Les pertes en opérations, les démobilisations, les exigences d’un service très dur et, surtout, le manque de troupes (Paris n’ayant pour préoccupation principale que de réduire les effectifs) ont amené une usure très forte et très rapide des unités. Il s’ensuit que l’Ordre de bataille s’en est trouvé souvent modifié et que l’extrait donné ici n’est valable que pour une courte période.

Il faut ajouter, d’autre part, que l’escadron de Chasseurs d’Afrique (4e escadron du Régiment) a fondu trop rapidement, il avait été remonté en chevaux très âgés et n’a pu faire que très peu de service.

Le Régiment manquait de trompettes. Certains trompettes n’avaient même pas toujours d’instruments.

Uniformes :

Régiment mixte – tenues et écussons des corps d’origine.

Régiment de Cavalerie du Levant – mêmes tenues et mêmes écussons alors que ceux-ci auraient dû être (nous le croyons, du moins, sans pouvoir en être certain) à fond jonquille, chiffre et liserés violets – métal argent.

Bibliographie :

S.H.A. Section ancienne. Journaux de marche.
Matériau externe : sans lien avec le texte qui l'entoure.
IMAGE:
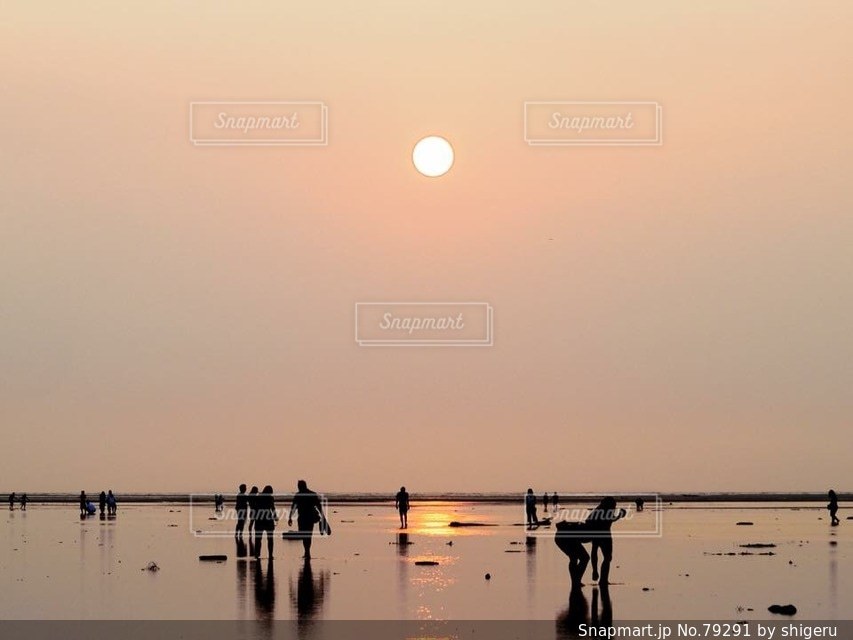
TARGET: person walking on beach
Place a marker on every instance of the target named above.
(530, 509)
(241, 506)
(598, 524)
(401, 503)
(309, 512)
(251, 501)
(265, 519)
(833, 508)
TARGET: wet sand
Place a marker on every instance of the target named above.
(55, 566)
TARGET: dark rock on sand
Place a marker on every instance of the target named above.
(783, 609)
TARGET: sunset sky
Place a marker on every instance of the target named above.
(176, 317)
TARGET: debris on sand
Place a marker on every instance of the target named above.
(783, 609)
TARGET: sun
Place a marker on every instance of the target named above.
(432, 156)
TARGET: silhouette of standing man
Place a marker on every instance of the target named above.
(401, 502)
(530, 508)
(307, 505)
(241, 505)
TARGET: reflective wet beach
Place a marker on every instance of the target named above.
(54, 565)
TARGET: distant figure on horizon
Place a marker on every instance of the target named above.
(310, 512)
(265, 519)
(252, 501)
(241, 506)
(833, 508)
(401, 503)
(530, 509)
(598, 523)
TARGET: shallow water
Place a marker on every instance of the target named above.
(55, 566)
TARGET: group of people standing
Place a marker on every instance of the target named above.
(530, 506)
(23, 500)
(257, 508)
(106, 504)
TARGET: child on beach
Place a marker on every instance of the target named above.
(833, 507)
(598, 524)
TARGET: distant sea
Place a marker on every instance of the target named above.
(650, 497)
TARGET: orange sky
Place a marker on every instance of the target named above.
(175, 317)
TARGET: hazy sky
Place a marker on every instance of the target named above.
(175, 317)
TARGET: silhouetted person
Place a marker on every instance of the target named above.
(401, 503)
(241, 506)
(598, 524)
(252, 500)
(530, 508)
(569, 538)
(833, 508)
(265, 519)
(241, 547)
(309, 512)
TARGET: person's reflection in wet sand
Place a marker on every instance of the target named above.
(307, 599)
(242, 574)
(577, 613)
(605, 620)
(403, 544)
(264, 592)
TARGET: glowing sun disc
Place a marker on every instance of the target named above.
(432, 156)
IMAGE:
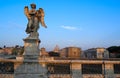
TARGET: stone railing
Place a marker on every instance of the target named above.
(6, 75)
(92, 76)
(60, 76)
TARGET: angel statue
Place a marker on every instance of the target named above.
(34, 18)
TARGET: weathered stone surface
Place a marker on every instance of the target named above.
(31, 68)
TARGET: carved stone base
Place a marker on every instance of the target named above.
(31, 68)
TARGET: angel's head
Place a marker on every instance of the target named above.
(40, 9)
(33, 6)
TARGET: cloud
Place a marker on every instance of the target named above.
(15, 25)
(70, 27)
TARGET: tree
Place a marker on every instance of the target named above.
(54, 54)
(18, 50)
(115, 50)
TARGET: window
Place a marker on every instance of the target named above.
(91, 68)
(58, 68)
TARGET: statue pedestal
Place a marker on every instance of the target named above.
(31, 68)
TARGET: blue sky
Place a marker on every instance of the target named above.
(80, 23)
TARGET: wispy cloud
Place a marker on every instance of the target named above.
(15, 25)
(70, 27)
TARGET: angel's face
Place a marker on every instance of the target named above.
(33, 6)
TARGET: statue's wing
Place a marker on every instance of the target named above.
(42, 18)
(26, 11)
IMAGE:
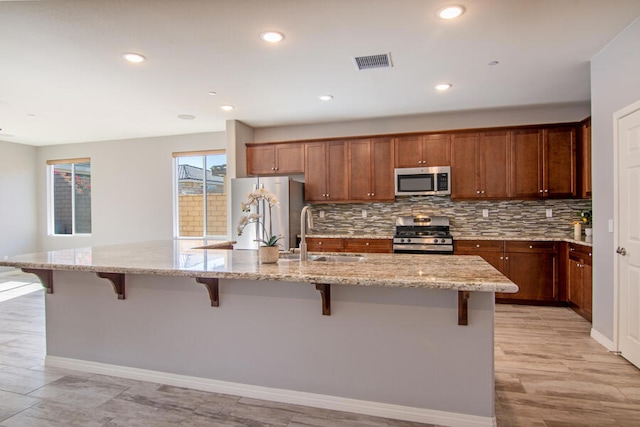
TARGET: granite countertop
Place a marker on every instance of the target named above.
(181, 258)
(569, 239)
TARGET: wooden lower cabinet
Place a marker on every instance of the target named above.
(382, 246)
(356, 244)
(532, 265)
(330, 244)
(579, 279)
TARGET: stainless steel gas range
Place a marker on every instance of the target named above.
(422, 234)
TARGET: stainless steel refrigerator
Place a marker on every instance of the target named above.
(286, 218)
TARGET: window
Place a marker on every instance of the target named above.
(201, 195)
(70, 195)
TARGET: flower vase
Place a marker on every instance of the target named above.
(268, 254)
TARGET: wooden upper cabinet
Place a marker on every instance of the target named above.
(275, 159)
(326, 172)
(465, 168)
(526, 163)
(371, 170)
(543, 163)
(560, 162)
(422, 150)
(480, 165)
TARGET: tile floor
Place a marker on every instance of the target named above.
(549, 372)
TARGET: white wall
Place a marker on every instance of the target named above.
(615, 83)
(430, 122)
(132, 187)
(18, 225)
Cartons 30 et 31.

S.H.A. Section Outre-Mer. Cartons A3/12, D8, etc.

La Cavalerie aux Colonies (Attention aux nombreuses erreurs).

Témoignages écrits et oraux recueillis

Colonel Jacottet, ancien Capitaine commandant le 3e escadron.

G. Buffart ; ancien trompette au 3e escadron

Laly; ancien cavalier au 3e escadron.